Erano le 4:23 quando guardò la sveglia per la settima volta e si
rigirò per l'ennesima. Chiuse gli occhi pregando di riuscire a
dormire quel poco che le bastava per sopportare la giornata che le si
prospettava davanti. L'unica cosa che riusciva a fare ad occhi chiusi
era pregare, scongiurare di dimenticare di tutto, di avere una perdita
di memoria improvvisa che le cancellasse tutti i ricordi degli ultimi
tre anni.
Pregava di dimenticare il giorno in cui lo aveva incontrato in
spiaggia, il momento in cui le aveva offerto quella birra, il viso di
cui non era riuscita a dimenticare neanche il minimo particolare.

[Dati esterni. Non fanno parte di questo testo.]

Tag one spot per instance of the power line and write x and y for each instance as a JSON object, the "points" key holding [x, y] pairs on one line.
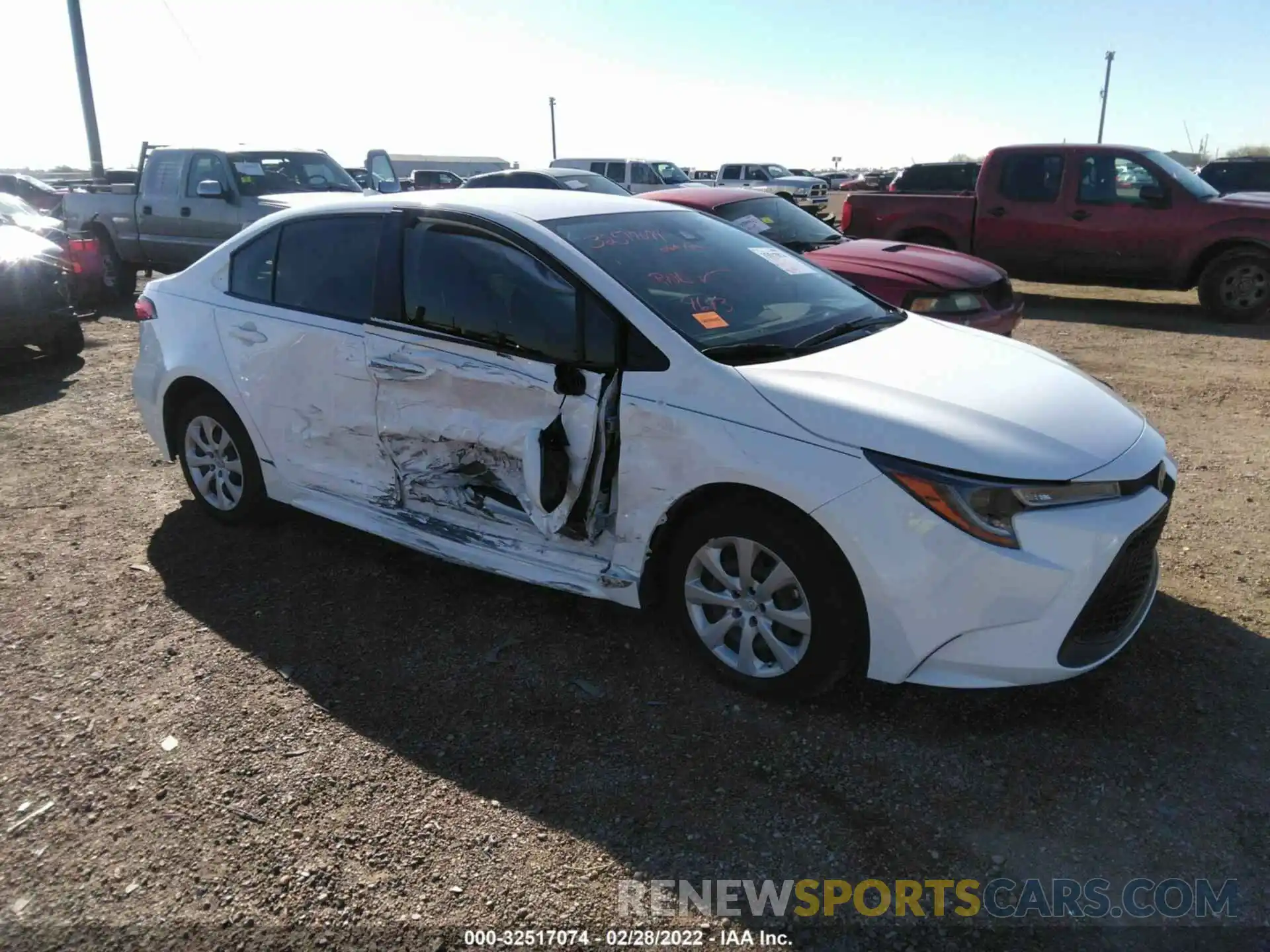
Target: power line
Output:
{"points": [[190, 42]]}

Cercava di capire cosa fosse andato storto, cosa non avesse capito di
quell'uomo che le aveva rubato ogni più piccolo pezzo di anima
che le restava.
Le 4:37. Si alzò, stanca di rimanere in un letto nel quale
sembrava ci fossero centinaia di piccoli spilli che le trafiggevano la
schiena. Si infilò un paio di pantaloni, un maglietta, si
allacciò la felpa, si mise le scarpe e uscì facendo
attenzione di chiudere la porta talmente piano da non svegliare la
madre e il fratello.
Camminò avanti e indietro davanti al piccolo vialetto di casa
per una mezz'ora pentendosi del messaggio inviato poche ore prima, al
quale non aveva, tra l'altro, ricevuto risposta. Fece a pugni prima con
la sua mente, poi con il suo cuore.
Prese il cellulare dalla tasca della felpa nera, ormai sbiadita, e lo
fissò cercando di trovare chissà quale risposta che lei
stessa non riusciva a darsi.
Riguardò foto su foto e le venne da sorridere e piangere allo stesso tempo.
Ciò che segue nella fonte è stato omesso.